Só que a realidade da assistência à saúde não se resolve por frases prontas. Em alguns casos, a prescrição, a finalidade preventiva e a necessidade terapêutica são tão claras que a negativa deixa de ser “discussão contratual” e passa a representar barreira indevida ao tratamento.
O ENTENDIMENTO DO STJ
Recentemente, a 3ª Turma do STJ decidiu, por unanimidade, que o plano de saúde deve fornecer medicamento injetável não constante do rol da ANS prescrito para tratamento, em domicílio, de trombofilia na gravidez.
- No caso, a ação foi proposta por beneficiária gestante que precisava da aplicação diária do fármaco como medida preventiva contra complicações graves decorrentes da doença.
- Ao votar, a relatora, ministra Nancy Andrighi, destacou que existe dissenso específico em decisões judiciais quando se trata da prescrição de medicamento injetável para trombofilia na gestação, especialmente quanto ao local de aplicação.

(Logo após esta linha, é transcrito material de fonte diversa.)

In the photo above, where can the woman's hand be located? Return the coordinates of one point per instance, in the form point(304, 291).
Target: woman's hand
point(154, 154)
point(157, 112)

- Segundo a ministra, discute-se se a paciente poderia realizar as injeções em casa ou se seria obrigada a se deslocar até um hospital para receber o tratamento.
- Apesar da controvérsia pontual, Nancy Andrighi afirmou que a jurisprudência do STJ permanece consolidada no sentido de que é obrigatória a cobertura, pela operadora do plano de saúde, de medicamento injetável para uso domiciliar prescrito para tratamento de trombofilia na gravidez.
Dessa forma, o simples fato de o fármaco ser aplicado em casa não afasta o dever de custeio quando houver indicação médica e necessidade terapêutica.
“FORA DO ROL” NÃO É SINÔNIMO DE “SEM COBERTURA” EM QUALQUER SITUAÇÃO
O rol da ANS funciona como referência regulatória importante, mas não foi feito para autorizar, de forma cega, a recusa de tudo o que não estiver listado. Quando existe prescrição fundamentada, necessidade comprovada e risco relevante, a análise muda de patamar: passa a ser uma discussão sobre adequação terapêutica e proteção da saúde, e não apenas sobre um item em uma lista.
Por isso, nesses casos, a documentação médica costuma ser decisiva. Não basta um relatório médico simples. O que fortalece o direito é o conjunto: quadro clínico, risco, justificativa técnica e razão pela qual aquele medicamento é necessário para aquela gestante.
SE O PLANO NEGOU: O QUE VOCÊ PRECISA TER DE DOCUMENTAÇÃO
Se houve negativa, organize imediatamente:
- Prescrição + relatório médico fundamentado, justificativa clínica, riscos na ausência do medicamento, posologia e duração estimada;
- Negativa por escrito (ou pelo menos o protocolo + registro/print da recusa);
- Números de protocolo, e-mails e conversas;
- Comprovantes de vínculo e adimplência (carteirinha, contrato, boletos pagos).
Isso costuma ser o “mínimo” para avaliar a medida adequada e, quando necessário, demonstrar a urgência.
POR QUE A ATUAÇÃO PROFISSIONAL FAZ DIFERENÇA NESSES CASOS
Na gestação, tempo importa.
Uma negativa “padronizada” pode empurrar a gestante para soluções improvisadas, gastos elevados ou, pior, para a interrupção de um tratamento preventivo indicado.
Uma atuação jurídica especializada ajuda a: (i) enquadrar corretamente a controvérsia (domiciliar x necessidade terapêutica), (ii) estruturar a prova médica e documental do caso e (iii) buscar a solução mais efetiva, com a rapidez que esse tipo de situação exige.